The FTC began to investigate the company after a whistleblower posted on Reddit in October 2018, saying Sunday Riley was faking reviews while they were an employee there. The brand admitted on Instagram at the time that they “did encourage people to post positive reviews at the launch of this product.”

According to the FTC’s complaint, the watchdog investigated the whistleblower’s allegations and found that they were true.

“On multiple occasions between November 2015 and August 2017, Sunday Riley Skincare managers, including Respondent Sunday Riley, posted reviews of Sunday Riley brand cosmetic products on the Sephora website using fake accounts created just for that purpose, or requested that other employees do so,” the complaint read.

In fact, it found that Sunday Riley herself, the CEO and founder of the brand, was directly involved in the scheme.

The company did not return a request for comment from BuzzFeed News.

The complaint alleges that in a July 2016 email, Riley instructed her staff to each create three different accounts on Sephora’s website using different identities and to use VPNs to mask their identities. To do so, she allegedly told employees to make up names, cities, and skin types for these new personas and set up fake email accounts for each one.

The FTC alleges that Riley told employees to write reviews that were “very enthusiastic without looking like a plant” and to also review other nonskincare products to seem genuine. Riley also allegedly told staffers to “dislike” negative reviews in order to get them hidden or bounced off the site.

“After enough dislikes, it is removed,” she allegedly wrote. “This directly translates to sales!!”

The FTC concluded that “numerous reviews of Sunday Riley brand products on the Sephora website did not reflect the independent experiences or opinions of impartial ordinary users of the products because they were written by Sunday Riley and her employees.”

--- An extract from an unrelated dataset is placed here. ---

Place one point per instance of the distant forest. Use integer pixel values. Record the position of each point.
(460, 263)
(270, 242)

Without admitting to any wrongdoing as part of the settlement, the company has agreed to never review its own products online while pretending to be a normal, unbiased user of the products. It also must instruct its employees to never review a Sunday Riley product online without disclosing they are biased in favor of the company.

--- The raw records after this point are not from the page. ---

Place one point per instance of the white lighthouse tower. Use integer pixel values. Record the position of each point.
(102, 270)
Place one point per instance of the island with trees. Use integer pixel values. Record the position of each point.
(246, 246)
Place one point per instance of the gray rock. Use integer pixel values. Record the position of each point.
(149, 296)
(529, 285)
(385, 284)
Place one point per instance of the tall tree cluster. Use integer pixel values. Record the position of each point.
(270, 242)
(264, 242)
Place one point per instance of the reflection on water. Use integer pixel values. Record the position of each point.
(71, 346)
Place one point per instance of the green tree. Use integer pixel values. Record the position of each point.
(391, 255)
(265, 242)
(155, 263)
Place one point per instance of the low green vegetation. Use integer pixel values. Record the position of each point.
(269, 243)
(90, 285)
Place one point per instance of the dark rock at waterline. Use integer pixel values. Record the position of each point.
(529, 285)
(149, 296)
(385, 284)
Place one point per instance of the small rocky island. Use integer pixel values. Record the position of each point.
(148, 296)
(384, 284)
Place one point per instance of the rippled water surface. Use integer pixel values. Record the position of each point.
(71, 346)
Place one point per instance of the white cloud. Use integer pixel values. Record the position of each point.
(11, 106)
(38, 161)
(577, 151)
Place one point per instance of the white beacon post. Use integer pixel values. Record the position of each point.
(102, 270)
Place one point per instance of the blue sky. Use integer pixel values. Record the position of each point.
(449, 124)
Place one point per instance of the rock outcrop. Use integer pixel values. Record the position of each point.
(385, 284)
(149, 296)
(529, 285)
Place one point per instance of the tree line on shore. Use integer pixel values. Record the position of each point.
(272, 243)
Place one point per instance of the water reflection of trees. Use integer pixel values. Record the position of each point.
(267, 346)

The agreement, which will be final in 30 days, is meant to “ensure the respondents do not engage in similar allegedly illegal conduct in the future,” according to an FTC statement.

A commissioner of the FTC, however, thinks the agreement is too lenient. In an official dissent, FTC Commissioner Chopra said the agreement “will not deter other firms from engaging in fake review fraud, which is a growing problem online.”

Chopra added that “this scheme was ongoing for almost two years, and Sunday Riley and her company expected it would yield substantial benefits.”

“Rather than relying on satisfied customers to generate real buzz about her products, [Riley] directed her employees to write glowing reviews and bury negative ones, while offering detailed instructions on how to avoid detection,” Chopra said.

Despite this, Chopra said the settlement contains “no redress, no disgorgement of ill-gotten gains, no notice to consumers, and no admission of wrongdoing” by either Riley or her company. Chopra added he thinks that because of that, other companies will not be dissuaded from faking reviews themselves.

“This settlement sends the wrong message to the marketplace,” he wrote. “Dishonest firms may come to conclude that posting fake reviews is a viable strategy, given the proposed outcome here. Honest firms, who are the biggest victims of this fraud, may be wondering if they are losing out by following the law. Consumers may come to lack confidence that reviews are truthful.”

Chopra concluded that the FTC needs to do better in cracking down on fake reviews online for the good of maintaining a fair marketplace.

“We should not fall behind our peers in tackling this problem,” he said.


This story has been updated to clarify a statement is from Chopra's spokesperson, not the FTC as a whole. It also has been updated to clarify Chopra is a, not the, commissioner.